We see this in the envy that husbands feel and exercise when their wives start spending more time with Jesus in prayer or the brutal ribbing teenagers will take when they announce to their peers that they think God may be calling them to the priesthood or consecrated life.

The peace that Jesus brings is the definitive peace treaty between God and the human person through the forgiveness of our sins. It’s a peace that the world cannot give or rob. It’s a peace that remains and strengthens even when all Hell breaks loose upon us as it did against Jesus in Jerusalem and against Paul and Barnabas in Galatia.

The lessons of today’s readings are still as relevant as ever. Two days ago, Pope Francis mentioned to young people he was about to confirm in St. Peter’s Basilica, that to be a Christian means to be ready to embrace the Cross of hardship and persecution while maintaining our peace through our union with the Prince of Peace.

“Paul and Barnabas say that ‘we must undergo many trials if we are to enter the kingdom of God.’ The journey of the Church, and our own personal journeys as Christians, are not always easy; they meet with difficulties and trials. To follow the Lord, to let his Spirit transform the shadowy parts of our lives, our ungodly ways of acting, and cleanse us of our sins, is to set out on a path with many obstacles, both in the world around us but also within us, in the heart.

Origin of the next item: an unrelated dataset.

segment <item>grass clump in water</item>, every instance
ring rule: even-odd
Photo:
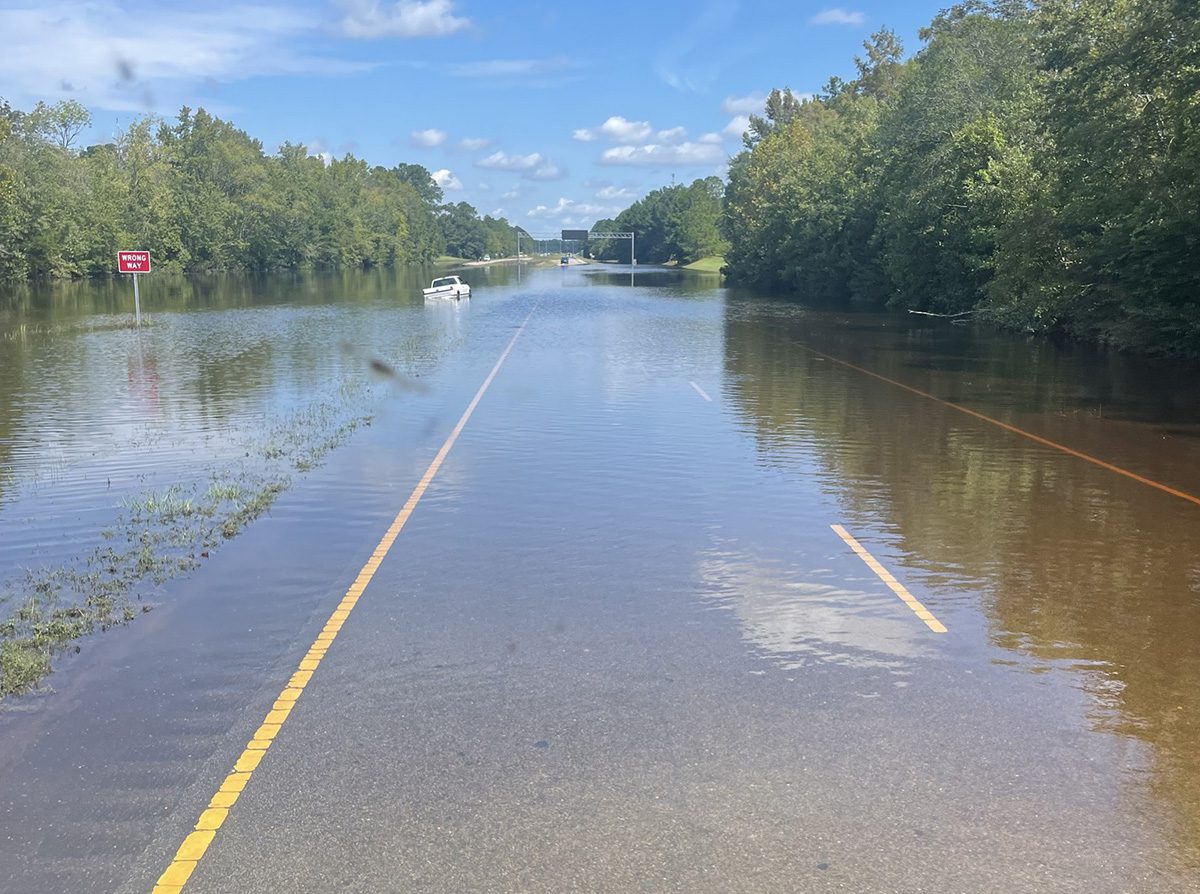
[[[346,418],[359,385],[272,426],[265,440],[247,445],[258,457],[236,472],[175,484],[120,500],[121,514],[103,541],[70,566],[28,571],[0,593],[0,698],[28,692],[49,673],[55,654],[95,630],[150,611],[139,587],[187,572],[209,551],[266,512],[292,484],[287,472],[307,472],[371,416]],[[262,461],[266,461],[265,466]],[[17,610],[5,618],[6,605]],[[78,646],[74,647],[78,650]]]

“But difficulties and trials are part of the path that leads to God’s glory, just as they were for Jesus, who was glorified on the cross; we will always encounter them in life! Do not be discouraged! We have the power of the Holy Spirit to overcome these trials!”

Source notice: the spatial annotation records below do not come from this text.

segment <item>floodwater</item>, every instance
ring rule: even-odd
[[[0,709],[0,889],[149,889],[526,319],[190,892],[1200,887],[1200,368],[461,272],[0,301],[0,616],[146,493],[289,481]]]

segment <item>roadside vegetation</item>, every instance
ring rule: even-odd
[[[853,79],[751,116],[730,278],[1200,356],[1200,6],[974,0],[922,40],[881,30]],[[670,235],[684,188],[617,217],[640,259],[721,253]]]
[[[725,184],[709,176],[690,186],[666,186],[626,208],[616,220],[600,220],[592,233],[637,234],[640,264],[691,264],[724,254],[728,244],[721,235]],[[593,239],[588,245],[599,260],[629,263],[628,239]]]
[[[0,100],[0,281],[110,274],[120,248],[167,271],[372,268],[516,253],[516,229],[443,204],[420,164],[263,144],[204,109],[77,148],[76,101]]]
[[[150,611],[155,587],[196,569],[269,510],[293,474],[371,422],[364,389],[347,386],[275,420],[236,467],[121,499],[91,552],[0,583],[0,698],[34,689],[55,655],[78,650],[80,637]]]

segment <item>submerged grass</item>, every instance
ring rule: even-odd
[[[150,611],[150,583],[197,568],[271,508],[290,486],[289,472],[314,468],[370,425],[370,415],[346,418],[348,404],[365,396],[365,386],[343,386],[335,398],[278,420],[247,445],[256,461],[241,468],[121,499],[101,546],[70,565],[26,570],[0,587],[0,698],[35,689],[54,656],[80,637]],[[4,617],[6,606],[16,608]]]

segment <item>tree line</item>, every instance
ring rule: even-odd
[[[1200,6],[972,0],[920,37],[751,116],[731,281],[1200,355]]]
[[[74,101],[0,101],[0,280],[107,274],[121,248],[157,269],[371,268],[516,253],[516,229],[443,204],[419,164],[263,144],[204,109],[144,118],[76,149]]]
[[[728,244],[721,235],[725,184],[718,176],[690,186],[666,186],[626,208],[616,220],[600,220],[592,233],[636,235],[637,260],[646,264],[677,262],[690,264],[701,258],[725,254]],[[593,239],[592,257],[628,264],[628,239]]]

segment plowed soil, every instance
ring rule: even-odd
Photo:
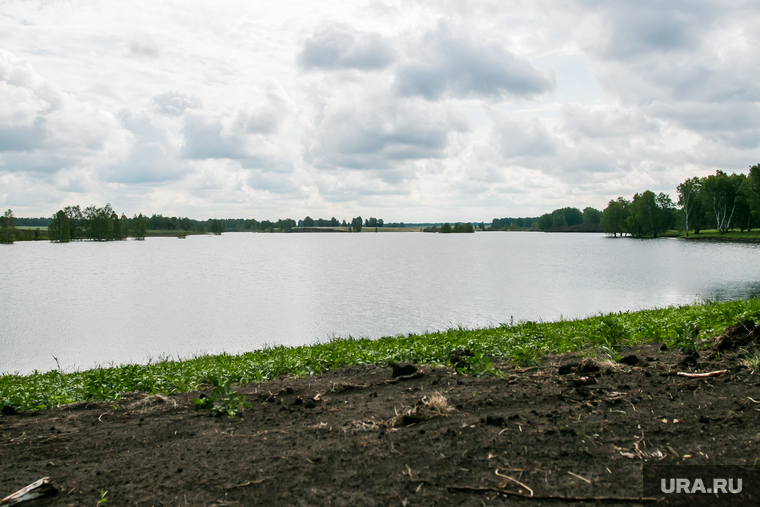
[[[734,345],[497,364],[504,379],[348,367],[233,386],[252,403],[234,419],[194,412],[210,390],[4,415],[0,497],[50,477],[59,493],[22,505],[631,505],[645,462],[760,457],[760,378]]]

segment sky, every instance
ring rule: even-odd
[[[3,1],[0,207],[489,221],[760,162],[756,0]]]

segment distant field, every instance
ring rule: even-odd
[[[760,242],[760,230],[756,231],[728,231],[725,234],[718,233],[717,229],[707,229],[699,231],[699,234],[689,233],[689,237],[686,238],[686,233],[682,231],[670,231],[666,236],[674,238],[683,238],[689,240],[706,240],[706,241],[736,241],[736,242]]]
[[[33,231],[35,229],[39,229],[41,231],[47,230],[47,225],[17,225],[16,229],[20,231]]]

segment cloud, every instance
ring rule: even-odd
[[[185,168],[179,160],[179,143],[146,113],[119,111],[119,120],[132,134],[129,154],[103,170],[103,178],[116,183],[157,183],[177,180]]]
[[[554,90],[554,79],[527,58],[496,42],[454,34],[445,24],[428,31],[396,72],[402,96],[535,97]]]
[[[129,53],[132,56],[147,57],[147,58],[160,58],[161,50],[156,42],[147,35],[140,35],[136,37],[129,45]]]
[[[291,156],[266,133],[276,121],[246,109],[234,112],[187,110],[181,130],[184,136],[181,156],[193,160],[238,160],[244,168],[275,172],[292,170]]]
[[[185,109],[202,109],[203,101],[200,97],[188,96],[184,93],[168,91],[154,96],[151,101],[156,110],[168,116],[181,116]]]
[[[130,135],[114,116],[43,79],[0,49],[0,167],[54,173],[120,157]]]
[[[378,70],[395,59],[390,43],[378,33],[329,26],[304,41],[297,62],[303,69]]]
[[[538,118],[513,119],[490,112],[494,122],[491,138],[503,160],[520,163],[549,158],[557,153],[557,140]]]
[[[566,132],[577,138],[604,139],[657,133],[660,125],[640,111],[565,104],[560,110]]]
[[[308,138],[305,158],[323,168],[389,169],[442,158],[450,135],[469,130],[445,104],[393,97],[335,101]]]
[[[588,49],[605,58],[624,60],[693,50],[702,44],[720,13],[715,3],[699,0],[580,3],[596,12],[579,29]]]

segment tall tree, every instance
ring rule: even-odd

The Holy Spirit fills us with the gift of courage, he raises us up just like he raised Jesus and Paul, to persevere in our Christian journey, living with Christ and seeking to bring others to live with Him.

In the olden days, bishops were accustomed to slap those who had just been confirmed on the cheek, to communicate to them that they need to be willing to suffer in order to be a Christian. Christians are going to get slapped around, but Jesus has given us his peace so that when we’re slapped on one side, we have the courage to turn the other cheek with dignity.

That’s what St. Paul did when he got up and returned preaching the Gospel, a Gospel that includes the necessity to undergo many hardships to enter God’s kingdom.

At the end of the Gospel today, Jesus talks specifically about the great divider, the devil, and the type of havoc he was about to unleash. “The ruler of the world is coming,” Jesus said, but “he has no power over me.”

Jesus would go on to defeat the devil once and for all in Calvary, even though to the eyes of the world, he seemed totally defeated. The reason why Jesus freely allowed himself to suffer so much, he said, was “because the world must know that I love the Father and that I do just as the Father has commanded me.” It was precisely through his suffering, in other words, that he showed his loving obedience for the Father and the path to authentic peace.

Likewise the devil will have no power over those who live in Jesus’ peace, no matter how many sufferings we have to endure. These sufferings, as so many — especially the martyrs — have attested over the centuries, give us a chance to show that we love Jesus no matter how much we need to undergo to remain true to him who loved us so much to die for us.

The hardships we undergo are an opportunity for us to show that Jesus — and the peace he brings us through communion with him —  is worth living for, suffering for, and dying for.

During this Year of Faith, we ask God for the grace to understand better the truths God teaches us today and to put them into practice.